Rome, Italy (CNN) -- A top Vatican official has harshly criticized The New York Times' coverage of the Catholic sexual abuse crisis in a lengthy article posted on the Vatican Web site.
Cardinal William Levada, an American who heads the Congregation for the Doctrine of the Faith, said the newspaper "lacks fairness" and that it accuses the pope of "leniency and inaction" in dealing with abuse cases.
"I ask the Times to reconsider its attack mode about Pope Benedict XVI and give the world a more balanced view of a leader it can and should count on," Levada wrote in the article, dated March 26 but posted online Wednesday.

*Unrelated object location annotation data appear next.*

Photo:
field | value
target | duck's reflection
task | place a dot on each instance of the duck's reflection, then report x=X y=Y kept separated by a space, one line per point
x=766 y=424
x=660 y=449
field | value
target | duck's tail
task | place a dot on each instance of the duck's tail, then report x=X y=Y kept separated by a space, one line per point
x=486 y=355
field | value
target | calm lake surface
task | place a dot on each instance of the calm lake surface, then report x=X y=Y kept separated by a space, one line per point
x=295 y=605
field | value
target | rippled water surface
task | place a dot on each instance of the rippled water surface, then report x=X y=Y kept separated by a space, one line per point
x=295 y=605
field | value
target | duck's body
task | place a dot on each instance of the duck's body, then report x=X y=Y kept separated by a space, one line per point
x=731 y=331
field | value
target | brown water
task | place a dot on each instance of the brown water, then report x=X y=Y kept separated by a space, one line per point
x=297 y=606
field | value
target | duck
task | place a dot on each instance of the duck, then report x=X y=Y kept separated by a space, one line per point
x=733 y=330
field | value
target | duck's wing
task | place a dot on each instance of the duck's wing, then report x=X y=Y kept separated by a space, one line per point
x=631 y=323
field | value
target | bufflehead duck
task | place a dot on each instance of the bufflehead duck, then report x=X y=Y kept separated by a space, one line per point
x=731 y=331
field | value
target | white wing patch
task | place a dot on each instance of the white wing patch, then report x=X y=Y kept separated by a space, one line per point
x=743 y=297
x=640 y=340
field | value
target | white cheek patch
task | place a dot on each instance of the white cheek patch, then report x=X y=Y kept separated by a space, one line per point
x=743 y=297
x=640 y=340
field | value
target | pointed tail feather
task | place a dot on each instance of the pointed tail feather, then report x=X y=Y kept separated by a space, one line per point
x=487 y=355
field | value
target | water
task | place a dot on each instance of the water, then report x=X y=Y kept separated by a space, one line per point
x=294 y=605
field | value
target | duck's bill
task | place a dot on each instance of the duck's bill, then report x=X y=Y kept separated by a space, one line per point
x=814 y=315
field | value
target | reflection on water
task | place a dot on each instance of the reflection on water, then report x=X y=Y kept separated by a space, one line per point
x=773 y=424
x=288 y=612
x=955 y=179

Levada succeeded the pope in leading the congregation, which oversees Catholic doctrine and issues of faith and morals. When Benedict was in the role, Levada said, he helped enact new church legislation that greatly helped in dealing with abuse cases.
That new legislation included designating the sexual abuse of minors by clerics as "graviora delicta," or most grave crimes; streamlining the administrative process for judgments; and adjusting the maximum age of a minor to 18 to correspond with civil law in many countries, Levada said.
He said the pope's legacy with the congregation has benefited the entire Catholic Church.
"It seems to me," he wrote, "that we owe Pope Benedict a great debt of gratitude for introducing the procedures that have helped the church to take action in the face of the scandal of priestly sexual abuse of minors."
Though Levada criticized the Times for a "series of articles" that lack fairness and are "rushing to a guilty verdict," the cardinal was particularly angered by a Friday report about the abuse of as many as 200 deaf boys in the Archdiocese of Milwaukee, Wisconsin, by the now-deceased Rev. Lawrence Murphy.
The Times alleged top Vatican officials, including the future pope, failed to discipline or defrock Murphy despite warnings from American bishops.
In its article Thursday about Levada's remarks, the Times said the allegations "drew on documents obtained from lawyers suing the church that showed that Vatican officials had at first ordered a secret canonical trial, then asked the archdiocese to suspend it after the priest pleaded for leniency to Cardinal Ratzinger. Wisconsin church officials protested the suspension, but followed it."
Ratzinger later became Pope Benedict XVI.
Levada also takes issue with a Maureen Dowd opinion piece, which he said displays the newspaper's "usual bias."
"Both the article and the editorial are deficient by any reasonable standards of fairness that Americans have every right and expectation to find in their major media reporting," Levada wrote.
Milwaukee Archbishop Jerome Listecki apologized repeatedly Tuesday night for the way his archdiocese handled the Murphy case, and he defended the Vatican, saying church officials and civil authorities in Milwaukee made mistakes, not Rome.